L’art de vaincre! – Par Abdoulaye Thiam

Date:

Jean-Luc Godard, cinéaste franco-suisse: «C’est la marge qui tient la page»

25 mars 2012 -25 mars 2016 ! Voilà quatre ans, que Macky Sall préside aux destinées du Sénégal. Le premier à être surpris de cette ascension fulgurante, qui déroute toutes les logiques politiques, c’est Abdoulaye Wade. Machiavéliste, dans tous ses faits et gestes, le pape du Sopi ne s’attendait pas du tout à ce que son bourreau soit son ancien directeur à Pétrosen, son ancien ministre des Mines, de l’Intérieur, son ancien Premier ministre et son ancien président de l’Assemblée nationale. «J’ai fait 25 ans dans l’opposition avant de devenir président de la République. Ce n’est pas Macky Sall, qui a créé son parti en juin 2008, qui me battra», avait déclaré l’ancien Chef d’Etat sénégalais en pleine campagne électorale en 2012.

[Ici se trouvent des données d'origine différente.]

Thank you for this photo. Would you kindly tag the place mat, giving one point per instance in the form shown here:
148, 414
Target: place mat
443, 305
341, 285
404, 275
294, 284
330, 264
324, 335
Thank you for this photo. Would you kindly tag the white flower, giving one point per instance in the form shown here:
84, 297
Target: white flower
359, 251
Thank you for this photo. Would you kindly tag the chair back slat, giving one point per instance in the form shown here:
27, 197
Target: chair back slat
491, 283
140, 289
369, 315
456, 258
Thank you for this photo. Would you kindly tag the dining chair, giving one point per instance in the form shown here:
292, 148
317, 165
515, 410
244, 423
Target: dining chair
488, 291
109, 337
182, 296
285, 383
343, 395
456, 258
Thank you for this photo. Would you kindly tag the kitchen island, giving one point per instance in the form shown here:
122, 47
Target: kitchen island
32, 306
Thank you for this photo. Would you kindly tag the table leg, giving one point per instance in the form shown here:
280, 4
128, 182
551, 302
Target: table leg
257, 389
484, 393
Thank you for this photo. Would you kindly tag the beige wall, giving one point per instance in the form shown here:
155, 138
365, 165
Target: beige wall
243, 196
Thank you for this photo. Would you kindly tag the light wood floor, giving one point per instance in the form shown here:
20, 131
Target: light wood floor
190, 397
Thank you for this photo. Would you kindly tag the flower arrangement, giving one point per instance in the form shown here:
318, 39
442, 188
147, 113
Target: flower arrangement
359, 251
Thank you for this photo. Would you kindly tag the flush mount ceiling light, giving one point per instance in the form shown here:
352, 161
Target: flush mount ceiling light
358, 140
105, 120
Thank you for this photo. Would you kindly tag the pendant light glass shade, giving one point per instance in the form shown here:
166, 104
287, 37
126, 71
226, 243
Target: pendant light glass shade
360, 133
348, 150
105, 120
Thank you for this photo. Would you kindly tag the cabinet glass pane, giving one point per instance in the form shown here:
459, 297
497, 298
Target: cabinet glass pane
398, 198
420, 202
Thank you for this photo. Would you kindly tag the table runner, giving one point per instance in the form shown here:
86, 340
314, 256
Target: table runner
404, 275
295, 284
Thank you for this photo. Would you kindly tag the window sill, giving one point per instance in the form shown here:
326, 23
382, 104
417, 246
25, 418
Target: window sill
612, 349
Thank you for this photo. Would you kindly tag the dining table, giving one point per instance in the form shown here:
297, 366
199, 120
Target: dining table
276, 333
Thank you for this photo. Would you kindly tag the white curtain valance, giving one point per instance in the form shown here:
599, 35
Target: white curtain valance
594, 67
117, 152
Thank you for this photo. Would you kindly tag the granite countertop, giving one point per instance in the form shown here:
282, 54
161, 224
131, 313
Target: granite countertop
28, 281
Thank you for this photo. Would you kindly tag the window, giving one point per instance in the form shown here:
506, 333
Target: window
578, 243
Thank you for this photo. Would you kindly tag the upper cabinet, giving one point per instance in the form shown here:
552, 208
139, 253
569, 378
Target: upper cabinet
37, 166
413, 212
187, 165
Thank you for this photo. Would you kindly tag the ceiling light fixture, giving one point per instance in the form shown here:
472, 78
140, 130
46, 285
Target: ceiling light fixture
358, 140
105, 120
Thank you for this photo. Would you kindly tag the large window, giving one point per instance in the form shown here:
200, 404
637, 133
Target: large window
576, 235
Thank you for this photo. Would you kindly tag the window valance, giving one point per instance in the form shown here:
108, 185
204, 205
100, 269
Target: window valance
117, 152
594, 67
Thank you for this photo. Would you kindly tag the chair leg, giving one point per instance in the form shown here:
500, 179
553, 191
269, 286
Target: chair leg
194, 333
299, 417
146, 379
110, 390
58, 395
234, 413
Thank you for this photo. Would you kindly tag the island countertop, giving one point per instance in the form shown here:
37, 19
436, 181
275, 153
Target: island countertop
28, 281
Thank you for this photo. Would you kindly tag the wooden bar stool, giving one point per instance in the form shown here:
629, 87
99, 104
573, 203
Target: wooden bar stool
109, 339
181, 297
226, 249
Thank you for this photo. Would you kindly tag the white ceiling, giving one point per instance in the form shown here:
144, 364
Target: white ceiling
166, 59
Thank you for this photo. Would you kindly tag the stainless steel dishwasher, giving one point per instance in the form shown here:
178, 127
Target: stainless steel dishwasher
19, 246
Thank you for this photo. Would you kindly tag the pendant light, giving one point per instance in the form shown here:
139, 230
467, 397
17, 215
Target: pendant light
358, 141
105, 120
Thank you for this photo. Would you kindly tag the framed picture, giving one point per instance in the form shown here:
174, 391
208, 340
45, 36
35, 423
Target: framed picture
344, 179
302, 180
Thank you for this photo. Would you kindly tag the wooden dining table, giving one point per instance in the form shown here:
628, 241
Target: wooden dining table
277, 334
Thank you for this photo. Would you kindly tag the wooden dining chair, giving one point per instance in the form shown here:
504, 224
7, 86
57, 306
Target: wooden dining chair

Comme lui, aucun analyste politique d’ici ou d’ailleurs ne pouvait prévoir un tel scénario. Tout le monde a été pris au dépourvu. Tel un monstre froid, Macky Sall a déroulé son programme, aidé bien sûr en cela, par la dislocation de Benno Siggil Senegal, pour atteindre les sommets. Mais le plus extraordinaire, c’est comment il a su manœuvrer pour gouverner le Sénégal, pendant quatre ans, tout en étant minoritaire au sein même de l’hémicycle.

La méthode douce

Arrivé au pouvoir via un mouvement adossé à un parti politique légalement constitué (Alliance pour la République), Macky Sall a adopté la méthode douce et de partage du butin: «gagner ensemble et gouverner ensemble». Un slogan qui a pu prospérer pour la bonne et simple raison que certains partis politiques au sein de la coalition Benno Bokk Yaakar qui l’a porté au pouvoir, étaient dirigés par des secrétaires généraux au crépuscule de leur carrière politique. Notamment Ousmane Tanor Dieng (PS), Moustapha Niasse (AFP), Maguette Thiam (PIT), Abdoulaye Bathily (LD), Madior Diouf (RND), Landing Savané (AJ/Authentique), etc. Tous avaient fini de griller leur carte. Tout ce qui leur restait, c’est d’être des faiseurs de «Présidents» et de l’accompagner. Idrissa Seck, ne rentrant pas dans ce schéma, a été le premier à claquer la porte de cette coalition hétéroclite et de façade, en se signalant lors du premier anniversaire de l’alternance, le 25 mars 2013.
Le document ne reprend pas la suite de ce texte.